Mountain, de Jennifer Peedom, me plonge dans un océan de perplexité. D'accord, le film est visuellement magnifique. Vraiment. C'est un régal pour les mirettes, de la première à la dernière seconde. Des drones ont sans doute été utilisés en nombre pour capturer de telles images et ces engins portaient en eux des caméras dernier cri. Il devait y avoir de véritables maîtres aux commandes, des techniciens hors pair, capables de les diriger avec une fluidité et une délicatesse impressionnantes, pour des trajectoires époustouflantes et des angles ahurissants. Il y a quelques passages proprement vertigineux, qui feraient peut-être pâlir des gars comme Fulvio Mariani ou Gerhard Baur, bref, tous ces types vaillants et courageux qui, jadis, n'hésitaient pas à chausser les crampons pour torcher des plans impossibles en très haute altitude et sur les pics les plus dangereux de la planète. L'australienne Jennifer Peedom a notamment collaboré avec le photographe et grimpeur turco-américain Renan Ozturk pour aboutir à un tel résultat.
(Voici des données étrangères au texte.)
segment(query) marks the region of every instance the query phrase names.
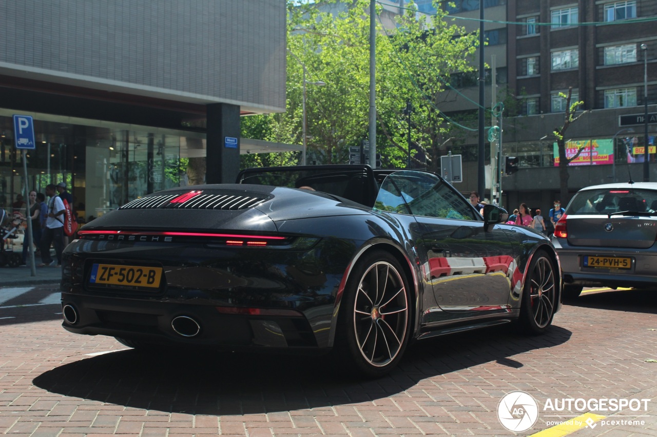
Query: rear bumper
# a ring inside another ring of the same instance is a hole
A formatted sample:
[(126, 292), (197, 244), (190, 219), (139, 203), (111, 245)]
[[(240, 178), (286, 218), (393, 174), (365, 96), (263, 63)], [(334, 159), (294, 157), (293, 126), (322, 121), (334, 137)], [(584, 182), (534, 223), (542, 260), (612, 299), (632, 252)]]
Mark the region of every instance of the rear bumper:
[(189, 346), (288, 350), (319, 346), (301, 312), (296, 317), (226, 314), (208, 305), (67, 293), (62, 293), (62, 304), (66, 307), (62, 325), (76, 334)]
[[(585, 287), (650, 287), (657, 285), (657, 251), (569, 246), (565, 239), (553, 238), (561, 264), (564, 283)], [(587, 255), (631, 259), (628, 269), (584, 267)]]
Mountain est rempli à ras bord d'images saisissantes qui nous scotchent à notre fauteuil et nous laissent bouche bée. C'est en pleine cohérence avec le sujet même de ce documentaire qui veut interroger le pouvoir de fascination des montagnes et se montre ainsi capable de provoquer cette fascination chez le spectateur, médusé.
A la vue de ce spectacle sensationnel, on se sent comme un peu moins confinés, quand nous sommes contraints à l'être, et nous avons envie de partir aux quatre coins du globe, dès que ce sera de nouveau permis. Pour les écoutilles aussi, le film est un délice, grâce à sa bande-son aux petits oignons que l'on doit à l'Orchestre Philharmonique de Sydney, sous la direction de Richard Tognetti (qui avait participé à la musique du chef d'œuvre de Peter Weir, Master & Commander). Les musiciens, que les premières secondes nous montrent s'installer ensemble derrière leurs chevalets et leurs instruments, paraissent jouer en direct, collant de plus près à chaque mouvement d'appareil, épousant le rythme des images choisies par la réalisatrice. Du travail d'orfèvre. La voix d'un Willem Dafoe également très appliqué ne gâche rien à l'affaire : en off, l'acteur déclame un texte parfois assez inspiré et beau que l'on doit en partie à l'écrivain britannique Robert Macfarlane (de larges extraits sont issus de son propre bouquin intitulé Mountains of the Mind : A History of a Fascination). Bref, Jennifer Peedom a su s'entourer et nous a effectivement concocté un film de toute beauté.
Si je devais choisir une paire de films en guise d'écran de veille, Mountain en ferait forcément partie.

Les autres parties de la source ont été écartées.